O Cacá estava com a boca aberta desde aquela hora, só que agora ele conseguiu abrir um pouco mais. Ela pegou um papel na impressora e pediu uma caneta. Eu peguei uma caneta no meu bolso do jaleco e entreguei em sua mão. Se não fosse impossível em detrimento ao momento, eu juraria que ela pegou a caneta da minha mão acariciando os meus dedos. Senti um arrepio enorme e uma umidade indecente entre as minhas pernas. Pronto. Agora eu me transformava em uma lésbica tarada.

Ela anotou algo no papel e perguntou nossos nomes. Meu chefe estava estarrecido, o Gustavo estava raivoso.

— Paula Nogueira Atanar.

— Você quer levar alguém com você, Paula?

— Não, não tenho ninguém para levar.

— Qual o seu nome todo, Carlos?

— Carlos Eduardo Dutra Travesso.

— E você? Quer levar alguém com você?

— Não há necessidade.

— Sr. Roberto, o seu nome, por favor. — Ela pediu calmamente.

— Roberto Figueira de Menezes.

— E o senhor? Deseja levar esposa?

— Sim, se possível. O nome dela é Adélia Ferreira de Menezes.

Ela rasgou o papel em duas partes e se virou para mim me entregando uma delas.

— Esse aqui é o endereço. O traje é esporte fino e o horário, às 20 horas. Deixarei o nome de vocês na porta.

Segurou as minhas mãos entre as suas suavemente para me cumprimentar e eu tremi inteira. Virou-se para sair.

— Sr. Roberto, eu não gostaria que se atrasassem muito.

Foi a única coisa que ela falou quando passou por ele. Entrou de forma tão suave e saiu como um furacão. Depois de tudo aquilo e a pegadinha dela na minha mão, eu estava de quatro por aquela mulher.

Meu chefe se aproximou de mim e de Cacá com raiva e perguntou por que não o tínhamos avisado da visita da Subsecretária.

— Mas nós não sabíamos! Ela não avisou nada e a portaria não nos ligou dizendo que ela havia entrado, quando vimos, ela já estava aqui dentro do laboratório!

— E por que não me chamaram nessa hora?

O Cacá se adiantou para responder. Ele achou que as coisas estavam caindo demais sobre a minha cabeça.

— Porque ela entrou e já foi vindo em direção à nossa mesa, foi pedindo para mostrar o sistema. Você viu como ela é persuasiva, né? Ficamos meio sem jeito e mostramos logo o sistema para ela.

Eu confirmei o que o Cacá tinha dito e meu chefe acalmou.

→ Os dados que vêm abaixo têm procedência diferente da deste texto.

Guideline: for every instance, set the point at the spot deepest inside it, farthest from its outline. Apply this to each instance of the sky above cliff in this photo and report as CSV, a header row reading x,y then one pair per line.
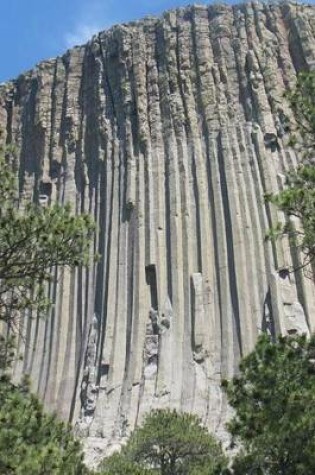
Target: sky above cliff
x,y
33,30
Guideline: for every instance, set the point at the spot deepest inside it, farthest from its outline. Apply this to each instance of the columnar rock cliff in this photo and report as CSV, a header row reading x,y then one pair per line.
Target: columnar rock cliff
x,y
169,131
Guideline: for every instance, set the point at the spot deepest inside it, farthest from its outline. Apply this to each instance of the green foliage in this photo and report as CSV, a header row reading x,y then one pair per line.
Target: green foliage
x,y
302,102
32,442
274,400
32,242
298,198
170,443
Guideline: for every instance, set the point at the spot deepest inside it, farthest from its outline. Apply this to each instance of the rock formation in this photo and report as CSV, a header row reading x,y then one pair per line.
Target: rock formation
x,y
169,131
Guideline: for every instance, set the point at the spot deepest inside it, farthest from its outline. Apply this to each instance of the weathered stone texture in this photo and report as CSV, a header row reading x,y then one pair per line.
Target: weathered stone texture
x,y
169,131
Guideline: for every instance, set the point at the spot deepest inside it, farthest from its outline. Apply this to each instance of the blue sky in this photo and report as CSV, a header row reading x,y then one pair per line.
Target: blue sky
x,y
33,30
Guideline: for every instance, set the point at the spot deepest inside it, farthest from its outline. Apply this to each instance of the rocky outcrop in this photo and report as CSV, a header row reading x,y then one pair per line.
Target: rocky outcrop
x,y
169,131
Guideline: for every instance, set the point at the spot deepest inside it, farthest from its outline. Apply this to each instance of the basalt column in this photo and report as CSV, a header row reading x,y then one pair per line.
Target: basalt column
x,y
169,131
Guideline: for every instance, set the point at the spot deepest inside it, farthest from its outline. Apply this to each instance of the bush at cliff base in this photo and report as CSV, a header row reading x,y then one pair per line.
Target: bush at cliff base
x,y
168,443
274,400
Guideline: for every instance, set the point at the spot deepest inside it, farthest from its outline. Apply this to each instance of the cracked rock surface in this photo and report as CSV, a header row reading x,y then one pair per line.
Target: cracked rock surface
x,y
169,131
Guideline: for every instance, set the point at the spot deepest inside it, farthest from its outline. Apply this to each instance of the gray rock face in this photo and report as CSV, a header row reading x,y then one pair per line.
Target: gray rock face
x,y
169,131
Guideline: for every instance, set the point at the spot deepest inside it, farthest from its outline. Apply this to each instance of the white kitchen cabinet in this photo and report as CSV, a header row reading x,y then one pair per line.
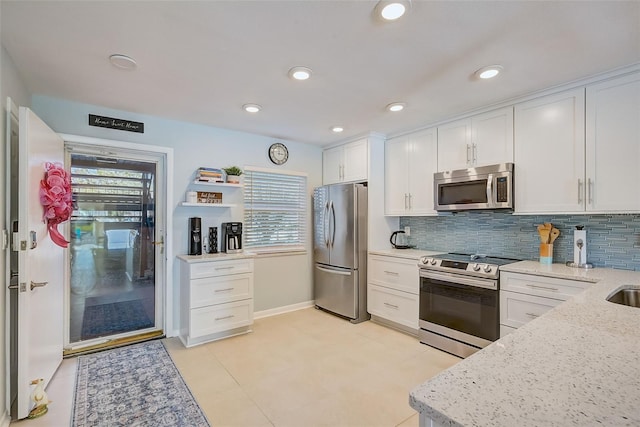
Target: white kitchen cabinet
x,y
410,162
549,154
392,291
480,140
613,145
523,297
216,297
346,163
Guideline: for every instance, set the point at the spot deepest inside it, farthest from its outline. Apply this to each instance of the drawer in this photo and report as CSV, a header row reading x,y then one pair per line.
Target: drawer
x,y
397,306
396,273
551,287
220,268
221,289
222,317
517,309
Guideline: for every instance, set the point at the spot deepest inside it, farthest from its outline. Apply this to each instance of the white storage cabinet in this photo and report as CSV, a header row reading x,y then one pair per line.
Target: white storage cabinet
x,y
393,291
216,298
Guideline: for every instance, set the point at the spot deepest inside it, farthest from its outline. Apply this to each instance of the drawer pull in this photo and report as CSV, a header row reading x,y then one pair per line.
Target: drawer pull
x,y
542,287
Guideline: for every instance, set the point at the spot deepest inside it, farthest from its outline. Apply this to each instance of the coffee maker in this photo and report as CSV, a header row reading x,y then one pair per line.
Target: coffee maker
x,y
195,236
231,237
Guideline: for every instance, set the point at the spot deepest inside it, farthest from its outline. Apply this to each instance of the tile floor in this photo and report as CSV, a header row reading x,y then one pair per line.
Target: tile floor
x,y
304,368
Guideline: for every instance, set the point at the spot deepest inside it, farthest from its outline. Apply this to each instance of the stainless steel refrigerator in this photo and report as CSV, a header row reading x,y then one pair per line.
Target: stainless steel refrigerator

— É. Eu entendo o que vocês querem dizer. Ela realmente tem um gênio… – Meu chefe coçou a cabeça e falou. — Já que ela chamou vocês também para esse jantar, não acho prudente se atrasarem, einh? Vocês estão dispensados por hoje para cuidar da aparência. Cacá, vê se corta esse cabelo e faz essa barba. E você, Paula, compre alguma coisa decente para vestir, parece que você só tem essas calças jeans surradas… Eu encontro vocês lá.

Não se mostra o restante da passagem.